1 | initial version |
Hi,
First of all, I have to note that you copied my formula description incompletely. I wrote at that issue: "S
is a count of samples from vec-file that can be recognized as background right away". With the partial description of S
from the question, the formula does not make sense at all :)
For the document you asked.. I don't remember that I wrote this formula anywhere except the issue. The formula is not from any paper of course, it just follows from how traincascade application selects a set of positive samples to train each stage of a cascade classifier. Ok, I'll describe my formula in more details as you ask.
numPose
- a count of positive samples which is used to train each stage (do not confuse it with a count of all samples in vec-file!).
numStages
- a stages count which a cascade classifier will have after the training.
minHitRate
- training constraint for each stage which means the following. Suppose a positive samples subset of size numPose
was selected to train current i
-stage (i
is a zero-based index). After the training of current stage, at least minHitRate * numPose
samples from this subset have to pass this stage, i.e. current cascade classifier with i+1
stages has to recognize this part (minHitRate
) of the selected samples as positive.
If some positive samples (falseNegativeCount
pieces) from the set (of size numPose
) which was used to train i
-stage were recognized as negative (i.e. background) after the stage training, then numPose - falseNegativeCount
pieces of correctly recognized positive samples will be kept to train i+1
-stage and falseNegativeCount
pices of new positive samples (unused before) will be selected from vec-file to get a set of size numPose again.
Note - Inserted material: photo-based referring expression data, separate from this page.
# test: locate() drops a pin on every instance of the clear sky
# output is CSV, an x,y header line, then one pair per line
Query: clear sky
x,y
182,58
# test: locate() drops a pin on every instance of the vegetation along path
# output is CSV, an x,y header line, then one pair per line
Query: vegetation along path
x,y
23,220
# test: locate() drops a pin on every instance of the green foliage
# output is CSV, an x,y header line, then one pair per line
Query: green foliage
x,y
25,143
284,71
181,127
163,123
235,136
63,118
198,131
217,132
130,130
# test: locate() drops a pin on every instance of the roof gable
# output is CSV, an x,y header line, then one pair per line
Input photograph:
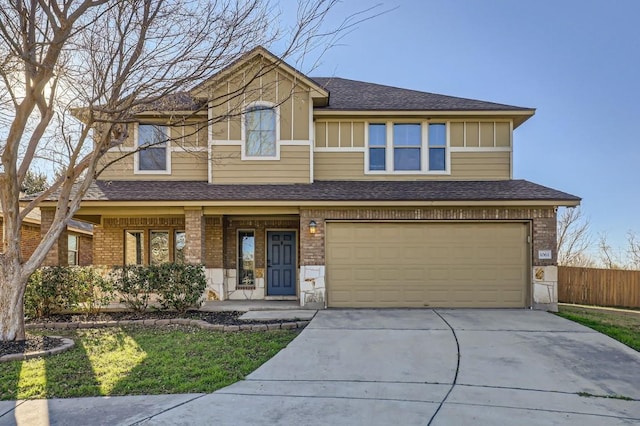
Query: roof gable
x,y
270,62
One more important note: to train next i+1
-stage we select only the samples that are passed a current cascade classifier with i+1
stages.
Now we are ready to derive the formula. For the 0-stage training we just get numPose positive samples from vec-file. In the worse case (1 - minHitRate) * numPose
of these samples are recognized as negative by the cascade with 0-stage only. So in this case to get a training set of positive samples for the 1-stage training we have to select (1 - minHitRate) * numPose
new samples from vec-file that are recognized as positive by the cascade with 0-stage only. While the selection, some new positive samples from vec-file can be recognized as background right away by the current cascade and we skip such samples. The count of skipped sample depends on your vec-file (how different samples are in it) and other training parameters. By analogy, for each i
-stage training (i=1,..numStages-1
) in the worse case we have to select (1 - minHitRate) * numPose
new positive samples and several positive samples will be skipped in the process. As result to train all stages we need numPose + (numStages - 1) * (1 - minHitRate) * numPose + S
positive samples, where S
is a count of all the skipped samples from vec-file (for all stages).
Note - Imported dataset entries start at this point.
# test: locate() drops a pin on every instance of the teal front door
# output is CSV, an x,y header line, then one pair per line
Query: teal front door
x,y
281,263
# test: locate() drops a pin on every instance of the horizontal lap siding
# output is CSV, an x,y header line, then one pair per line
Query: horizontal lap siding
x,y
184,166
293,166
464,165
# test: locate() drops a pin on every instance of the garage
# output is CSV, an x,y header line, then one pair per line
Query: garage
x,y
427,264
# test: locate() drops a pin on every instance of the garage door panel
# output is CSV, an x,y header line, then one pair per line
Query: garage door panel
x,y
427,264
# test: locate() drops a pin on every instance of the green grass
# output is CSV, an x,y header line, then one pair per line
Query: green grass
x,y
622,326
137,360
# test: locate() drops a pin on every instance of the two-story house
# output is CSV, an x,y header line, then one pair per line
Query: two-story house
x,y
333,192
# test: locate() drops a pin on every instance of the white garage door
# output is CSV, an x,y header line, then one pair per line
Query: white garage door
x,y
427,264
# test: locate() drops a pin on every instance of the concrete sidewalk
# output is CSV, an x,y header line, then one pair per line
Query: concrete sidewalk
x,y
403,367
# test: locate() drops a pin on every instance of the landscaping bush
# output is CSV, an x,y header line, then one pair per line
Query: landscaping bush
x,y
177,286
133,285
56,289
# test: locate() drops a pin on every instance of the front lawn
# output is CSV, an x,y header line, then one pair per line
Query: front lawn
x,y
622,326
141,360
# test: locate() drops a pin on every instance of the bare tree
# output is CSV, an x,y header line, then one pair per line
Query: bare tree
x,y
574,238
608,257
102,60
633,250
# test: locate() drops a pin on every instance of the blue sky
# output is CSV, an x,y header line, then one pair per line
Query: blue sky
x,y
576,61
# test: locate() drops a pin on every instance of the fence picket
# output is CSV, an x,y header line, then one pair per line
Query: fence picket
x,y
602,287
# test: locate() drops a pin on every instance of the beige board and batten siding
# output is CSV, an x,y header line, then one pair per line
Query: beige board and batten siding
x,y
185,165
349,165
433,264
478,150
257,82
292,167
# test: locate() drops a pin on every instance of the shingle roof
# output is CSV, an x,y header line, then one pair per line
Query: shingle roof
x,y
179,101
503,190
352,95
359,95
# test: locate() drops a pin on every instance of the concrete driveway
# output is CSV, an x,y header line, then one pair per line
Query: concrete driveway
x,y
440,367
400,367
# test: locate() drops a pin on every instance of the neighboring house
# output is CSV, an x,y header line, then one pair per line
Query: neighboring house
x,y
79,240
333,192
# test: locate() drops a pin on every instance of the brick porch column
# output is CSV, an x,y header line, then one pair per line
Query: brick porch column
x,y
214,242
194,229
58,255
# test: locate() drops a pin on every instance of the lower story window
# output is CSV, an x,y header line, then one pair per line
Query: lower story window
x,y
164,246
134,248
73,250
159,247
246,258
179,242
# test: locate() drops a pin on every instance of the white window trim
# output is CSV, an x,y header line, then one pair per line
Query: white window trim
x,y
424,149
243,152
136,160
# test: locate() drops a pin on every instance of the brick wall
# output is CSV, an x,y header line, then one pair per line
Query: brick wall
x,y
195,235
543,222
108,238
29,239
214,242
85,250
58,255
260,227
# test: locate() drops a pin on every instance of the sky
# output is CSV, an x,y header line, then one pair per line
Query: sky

Of course this formula does not allow to know an exact size of vec-file (samples count) we must have, because S depends on vec-file samples quality. But the formula gives an estimation of this size and understanding its reason. I hope it is so :) If you disagree or have more questions, please let me know.
r8913 was a link to the SVN revision 8913, but we migrated on GIT. The corresponding fix is in OpenCV >= 2.4.2. And yes, 2.4.3 is actual version (you can always check this here).